En tournée dans l'Hexagone, Renaud annonce que ce pourrait être sa dernière équipée sur les routes. Comme décor, le "bistrot des copains" de Boucan d'enfer (2002) a fait place à une carte postale à la Doisneau : le titi et ses sept musiciens évoluent dans une reconstitution des toits de Paris. Ce clin d'oeil à l'ultime sortie des Beatles sur le toit de leur maison de disques en 1969 est "une façon de faire mes adieux", informe le futur préretraité de 54 ans lors du dernier de ses quatre concerts parisiens, le 30 mars au Palais omnisports de Bercy.

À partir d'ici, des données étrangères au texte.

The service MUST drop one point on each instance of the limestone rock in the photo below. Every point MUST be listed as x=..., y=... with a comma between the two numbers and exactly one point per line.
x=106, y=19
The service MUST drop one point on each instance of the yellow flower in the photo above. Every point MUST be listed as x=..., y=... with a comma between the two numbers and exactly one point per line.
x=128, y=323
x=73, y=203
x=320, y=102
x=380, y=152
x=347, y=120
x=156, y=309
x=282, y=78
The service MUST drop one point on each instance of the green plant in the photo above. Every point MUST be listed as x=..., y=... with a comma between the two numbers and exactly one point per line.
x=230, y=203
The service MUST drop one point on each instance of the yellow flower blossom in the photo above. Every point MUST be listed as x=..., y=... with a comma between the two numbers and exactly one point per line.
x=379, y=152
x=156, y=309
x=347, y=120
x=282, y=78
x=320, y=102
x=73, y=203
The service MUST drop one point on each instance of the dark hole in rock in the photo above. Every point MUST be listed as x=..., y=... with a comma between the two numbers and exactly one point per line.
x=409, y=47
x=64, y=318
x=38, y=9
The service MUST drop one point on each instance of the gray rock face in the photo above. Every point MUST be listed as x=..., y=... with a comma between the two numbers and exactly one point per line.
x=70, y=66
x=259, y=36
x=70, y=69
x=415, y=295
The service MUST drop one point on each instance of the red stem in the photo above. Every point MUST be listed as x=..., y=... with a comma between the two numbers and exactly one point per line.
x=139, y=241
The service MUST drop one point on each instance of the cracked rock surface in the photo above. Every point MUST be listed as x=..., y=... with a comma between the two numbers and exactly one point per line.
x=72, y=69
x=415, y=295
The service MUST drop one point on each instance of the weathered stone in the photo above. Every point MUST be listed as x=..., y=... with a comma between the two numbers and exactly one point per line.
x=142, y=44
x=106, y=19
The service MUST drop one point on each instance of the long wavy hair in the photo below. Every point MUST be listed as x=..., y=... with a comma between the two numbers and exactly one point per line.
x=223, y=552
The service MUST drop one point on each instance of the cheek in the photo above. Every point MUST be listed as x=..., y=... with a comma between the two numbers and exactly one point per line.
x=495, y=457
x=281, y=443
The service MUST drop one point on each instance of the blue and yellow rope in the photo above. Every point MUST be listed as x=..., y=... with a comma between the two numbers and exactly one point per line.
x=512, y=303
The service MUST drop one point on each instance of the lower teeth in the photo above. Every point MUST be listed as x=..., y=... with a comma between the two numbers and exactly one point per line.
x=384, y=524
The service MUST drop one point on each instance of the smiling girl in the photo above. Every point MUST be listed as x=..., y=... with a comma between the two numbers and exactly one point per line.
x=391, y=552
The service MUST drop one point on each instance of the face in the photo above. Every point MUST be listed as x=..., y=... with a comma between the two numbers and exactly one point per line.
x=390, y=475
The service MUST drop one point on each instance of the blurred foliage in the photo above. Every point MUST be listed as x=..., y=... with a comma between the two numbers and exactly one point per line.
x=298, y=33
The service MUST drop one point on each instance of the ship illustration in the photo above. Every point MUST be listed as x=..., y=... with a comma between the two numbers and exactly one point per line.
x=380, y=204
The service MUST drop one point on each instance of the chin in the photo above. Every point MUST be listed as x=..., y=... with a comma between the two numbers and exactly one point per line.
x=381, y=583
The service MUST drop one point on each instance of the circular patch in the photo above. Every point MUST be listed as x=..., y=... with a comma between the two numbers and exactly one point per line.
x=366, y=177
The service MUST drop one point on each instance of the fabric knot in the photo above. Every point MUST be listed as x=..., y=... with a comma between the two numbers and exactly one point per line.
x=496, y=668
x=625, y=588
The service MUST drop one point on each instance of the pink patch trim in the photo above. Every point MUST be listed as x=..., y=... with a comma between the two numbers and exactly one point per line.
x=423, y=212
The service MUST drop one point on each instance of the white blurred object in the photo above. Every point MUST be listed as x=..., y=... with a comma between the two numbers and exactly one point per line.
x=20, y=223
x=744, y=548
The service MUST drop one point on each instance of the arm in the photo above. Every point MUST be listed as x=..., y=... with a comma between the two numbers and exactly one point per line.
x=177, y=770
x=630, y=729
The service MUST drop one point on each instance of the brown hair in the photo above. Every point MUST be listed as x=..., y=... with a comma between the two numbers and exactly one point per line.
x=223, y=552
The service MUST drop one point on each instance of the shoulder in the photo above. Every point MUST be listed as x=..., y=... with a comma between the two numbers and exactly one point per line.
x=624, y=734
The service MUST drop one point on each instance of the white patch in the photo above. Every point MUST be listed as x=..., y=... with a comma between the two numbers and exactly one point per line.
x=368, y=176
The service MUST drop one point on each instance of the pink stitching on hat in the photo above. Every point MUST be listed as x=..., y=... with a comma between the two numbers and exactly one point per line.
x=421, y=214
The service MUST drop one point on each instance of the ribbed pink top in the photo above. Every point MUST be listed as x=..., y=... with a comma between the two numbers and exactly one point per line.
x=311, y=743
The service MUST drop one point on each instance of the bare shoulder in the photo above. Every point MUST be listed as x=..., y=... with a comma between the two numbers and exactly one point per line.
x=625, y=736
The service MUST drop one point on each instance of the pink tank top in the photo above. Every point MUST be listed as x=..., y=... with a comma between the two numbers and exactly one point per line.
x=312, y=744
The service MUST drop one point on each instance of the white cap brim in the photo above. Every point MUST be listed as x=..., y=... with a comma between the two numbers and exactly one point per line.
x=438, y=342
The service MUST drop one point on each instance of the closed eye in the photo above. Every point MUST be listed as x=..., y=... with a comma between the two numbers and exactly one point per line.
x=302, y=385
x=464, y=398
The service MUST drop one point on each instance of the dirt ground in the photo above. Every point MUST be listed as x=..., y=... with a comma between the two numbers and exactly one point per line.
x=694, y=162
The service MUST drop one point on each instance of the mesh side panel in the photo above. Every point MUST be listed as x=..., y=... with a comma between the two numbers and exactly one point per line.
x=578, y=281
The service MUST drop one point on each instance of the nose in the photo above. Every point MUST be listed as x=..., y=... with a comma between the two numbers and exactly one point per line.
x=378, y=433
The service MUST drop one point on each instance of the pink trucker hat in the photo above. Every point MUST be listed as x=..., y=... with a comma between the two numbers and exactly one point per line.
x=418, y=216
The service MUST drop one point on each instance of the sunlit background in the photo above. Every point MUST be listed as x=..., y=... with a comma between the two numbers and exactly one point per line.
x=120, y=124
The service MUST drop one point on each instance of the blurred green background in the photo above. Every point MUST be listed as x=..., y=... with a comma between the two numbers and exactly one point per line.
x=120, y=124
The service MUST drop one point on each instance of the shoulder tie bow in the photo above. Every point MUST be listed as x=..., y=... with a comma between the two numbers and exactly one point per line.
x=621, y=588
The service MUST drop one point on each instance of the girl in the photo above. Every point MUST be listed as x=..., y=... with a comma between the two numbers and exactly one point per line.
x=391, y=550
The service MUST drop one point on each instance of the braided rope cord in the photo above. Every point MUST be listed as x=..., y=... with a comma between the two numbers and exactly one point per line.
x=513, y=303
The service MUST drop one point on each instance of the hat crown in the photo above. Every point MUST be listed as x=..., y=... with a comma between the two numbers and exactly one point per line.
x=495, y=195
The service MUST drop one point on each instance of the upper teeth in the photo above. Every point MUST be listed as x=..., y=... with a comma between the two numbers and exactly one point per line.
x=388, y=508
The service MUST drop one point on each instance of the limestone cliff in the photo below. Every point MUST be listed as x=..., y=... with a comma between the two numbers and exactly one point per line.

De fait, le néo-Londonien semble se consacrer largement à sa famille, évoquée tout au long de son tour de chant. D'emblée avec Malone, écrit pour le petit dernier, puis à travers une longue séquence à la gloire de sa soeur (Lolita), de sa gestation (En cloque) à son entrée dans l'âge adulte (Adieu l'enfance).
Heureusement, des bluettes écrites pour l'album Rouge sang en l'honneur de la nouvelle muse, la chanteuse Romane Serda, n'a survécu que Ma blonde. "C'est beau, on dirait du Lorie", s'en moque son auteur. Renaud a retrouvé son humour puisqu'il pratique l'autodérision. En costume, chemise blanche BHL et cravate "rouge sang" révolutionnaire, c'est un homme neuf expliquant que "Mister Renard" (son double dépressif et alcoolisé) est un personnage "démodé". Son combat contre les addictions passe aussi par la cigarette (Arrêter la clope). Cette hygiène de vie ne l'empêche pas de chanter plus faux que jamais. Lui-même s'en amuse.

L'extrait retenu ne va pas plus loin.